YOLOv10 is trained from scratch using the SGD optimizer for 500 epochs, with a momentum of 0.937 and a weight decay of 5 × 10^-4. The initial learning rate is set to 0.01 and decays linearly to 0.0001, with various data augmentation techniques such as Mosaic, Mixup, and copy-paste employed. Additionally, the model is trained on 8 NVIDIA 3090 GPUs, and hyper-parameters are meticulously detailed, including box loss gain, class loss gain, and various augmentation parameters.


In [90]:
question = "What is the conclusion we obtain from  Yolov10 paper?"
ai_msg_1 = rag_chain.invoke({"input": question, "chat_history": chat_history})

chat_history.extend(
    [
        HumanMessage(content=question),
        AIMessage(content=ai_msg_1["answer"]),
    ]
)

print(ai_msg_1['answer'])

The conclusion of the YOLOv10 paper emphasizes the development of a new generation of real-time end-to-end object detectors that effectively balance performance and efficiency. By addressing post-processing inefficiencies and optimizing model architecture, YOLOv10 achieves significant improvements in both accuracy and latency compared to previous models. Extensive experiments demonstrate its superiority in state-of-the-art performance across various model scales, indicating its potential for practical applications in real-time object detection.


In [93]:
question = "What does NMS mean?"
ai_msg_1 = rag_chain.invoke({"input": question, "chat_history": chat_history})

chat_history.extend(
    [
        HumanMessage(content=question),
        AIMessage(content=ai_msg_1["answer"]),
    ]
)

print(ai_msg_1['answer'])

NMS stands for Non-Maximum Suppression, a technique used in object detection to eliminate redundant bounding boxes around detected objects. It works by selecting the box with the highest confidence score and removing any other boxes that overlap significantly with it based on a defined threshold.
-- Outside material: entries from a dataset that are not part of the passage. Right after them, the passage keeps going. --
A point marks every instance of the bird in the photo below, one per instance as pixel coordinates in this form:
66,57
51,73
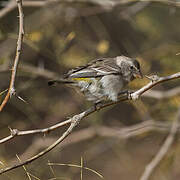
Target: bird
103,78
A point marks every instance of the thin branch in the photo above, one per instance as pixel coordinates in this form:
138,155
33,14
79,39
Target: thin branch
162,94
108,5
75,120
163,150
11,90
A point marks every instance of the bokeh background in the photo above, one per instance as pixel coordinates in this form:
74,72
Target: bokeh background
63,34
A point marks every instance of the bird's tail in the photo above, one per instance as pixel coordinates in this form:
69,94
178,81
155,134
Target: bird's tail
59,81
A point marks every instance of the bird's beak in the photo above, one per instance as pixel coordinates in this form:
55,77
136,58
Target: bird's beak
138,74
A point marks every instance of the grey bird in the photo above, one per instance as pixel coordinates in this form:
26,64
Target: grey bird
103,78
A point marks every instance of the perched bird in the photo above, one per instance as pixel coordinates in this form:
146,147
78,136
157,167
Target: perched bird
103,78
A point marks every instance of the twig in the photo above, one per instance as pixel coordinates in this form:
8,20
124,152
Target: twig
11,90
163,150
77,118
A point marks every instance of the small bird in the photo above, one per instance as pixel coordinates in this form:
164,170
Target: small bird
103,78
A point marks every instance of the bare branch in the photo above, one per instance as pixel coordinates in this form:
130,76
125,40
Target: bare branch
11,90
162,94
77,118
163,150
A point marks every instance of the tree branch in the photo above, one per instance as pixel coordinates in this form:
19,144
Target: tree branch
77,118
11,90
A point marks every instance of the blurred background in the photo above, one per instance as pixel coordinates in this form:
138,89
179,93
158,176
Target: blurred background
63,34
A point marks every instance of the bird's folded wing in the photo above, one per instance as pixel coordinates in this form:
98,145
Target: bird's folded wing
97,68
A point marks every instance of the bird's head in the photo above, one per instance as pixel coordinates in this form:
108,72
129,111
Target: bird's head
129,67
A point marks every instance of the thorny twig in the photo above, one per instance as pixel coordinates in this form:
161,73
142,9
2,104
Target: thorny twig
11,90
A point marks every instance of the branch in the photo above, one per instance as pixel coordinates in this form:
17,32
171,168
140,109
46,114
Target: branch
77,118
163,150
11,90
162,94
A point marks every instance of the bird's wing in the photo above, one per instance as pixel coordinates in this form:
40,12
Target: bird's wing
96,68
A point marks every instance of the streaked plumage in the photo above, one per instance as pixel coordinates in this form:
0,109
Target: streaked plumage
104,77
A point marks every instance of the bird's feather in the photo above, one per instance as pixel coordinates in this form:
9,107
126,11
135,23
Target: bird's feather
96,68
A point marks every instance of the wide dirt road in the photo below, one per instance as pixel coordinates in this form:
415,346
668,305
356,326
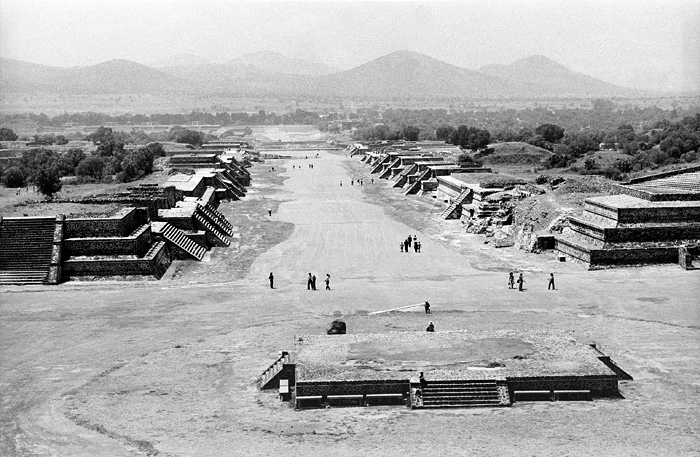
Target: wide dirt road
125,368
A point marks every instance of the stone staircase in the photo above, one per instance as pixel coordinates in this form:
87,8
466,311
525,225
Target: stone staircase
181,240
270,377
451,211
216,218
460,394
211,229
414,187
26,245
387,171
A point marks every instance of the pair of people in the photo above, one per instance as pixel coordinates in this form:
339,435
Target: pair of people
311,282
511,281
521,281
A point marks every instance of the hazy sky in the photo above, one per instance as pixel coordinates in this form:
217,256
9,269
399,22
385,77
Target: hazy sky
643,44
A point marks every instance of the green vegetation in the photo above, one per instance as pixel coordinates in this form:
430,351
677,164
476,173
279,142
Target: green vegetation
7,134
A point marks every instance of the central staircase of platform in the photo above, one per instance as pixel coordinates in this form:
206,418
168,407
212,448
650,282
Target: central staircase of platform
26,245
451,211
181,240
458,394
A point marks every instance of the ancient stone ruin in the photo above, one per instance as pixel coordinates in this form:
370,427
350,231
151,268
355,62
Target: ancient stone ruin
154,226
651,220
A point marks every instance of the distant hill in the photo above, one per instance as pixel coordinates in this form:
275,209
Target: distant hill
402,74
178,60
114,76
412,74
553,78
274,62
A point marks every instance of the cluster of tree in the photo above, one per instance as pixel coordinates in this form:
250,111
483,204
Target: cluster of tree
7,134
298,116
44,167
382,132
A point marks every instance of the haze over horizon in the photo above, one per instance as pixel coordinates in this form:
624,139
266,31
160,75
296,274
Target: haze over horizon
650,45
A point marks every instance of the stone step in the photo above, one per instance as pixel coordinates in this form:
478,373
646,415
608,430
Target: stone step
466,404
22,278
442,392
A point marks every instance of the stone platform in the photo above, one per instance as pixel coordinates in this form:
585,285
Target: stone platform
389,363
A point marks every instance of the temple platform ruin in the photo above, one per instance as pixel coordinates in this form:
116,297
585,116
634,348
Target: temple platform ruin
462,369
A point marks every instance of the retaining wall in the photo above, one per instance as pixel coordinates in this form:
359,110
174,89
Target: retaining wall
137,244
121,224
324,388
154,264
600,386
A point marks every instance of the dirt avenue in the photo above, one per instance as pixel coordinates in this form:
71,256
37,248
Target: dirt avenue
169,367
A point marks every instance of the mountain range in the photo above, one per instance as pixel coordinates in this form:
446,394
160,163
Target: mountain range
399,74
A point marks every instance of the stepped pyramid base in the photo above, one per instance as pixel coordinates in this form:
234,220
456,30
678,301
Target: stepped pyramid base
460,370
22,278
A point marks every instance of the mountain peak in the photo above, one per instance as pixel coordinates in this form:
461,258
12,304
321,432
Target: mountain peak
274,62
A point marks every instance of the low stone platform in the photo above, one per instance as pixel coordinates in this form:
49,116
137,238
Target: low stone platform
389,363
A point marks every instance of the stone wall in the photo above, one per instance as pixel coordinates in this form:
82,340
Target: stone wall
158,259
137,245
121,224
658,214
601,386
654,196
638,256
324,388
664,174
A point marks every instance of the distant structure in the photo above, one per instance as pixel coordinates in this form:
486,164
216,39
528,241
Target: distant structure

This process helps to ensure that only the most accurate and relevant predictions are retained for final output, improving the quality of detection results.


In [94]:
question = "Based on the paper, Yolov10 outperforms how many other model and which are those?"
ai_msg_1 = rag_chain.invoke({"input": question, "chat_history": chat_history})

chat_history.extend(
    [
        HumanMessage(content=question),
        AIMessage(content=ai_msg_1["answer"]),
    ]
)

print(ai_msg_1['answer'])

Based on the paper, YOLOv10 outperforms several previous models, including YOLOv8, YOLOv6, and RT-DETR. Specifically, it achieves state-of-the-art performance across various model scales, demonstrating significant improvements in accuracy, latency, and parameter efficiency compared to these models. The paper highlights that YOLOv10-S and YOLOv10-X are 1.8× and 1.3× faster than RT-DETR-R18 and R101, respectively, while also outpacing YOLOv8 in terms of mean average precision (AP).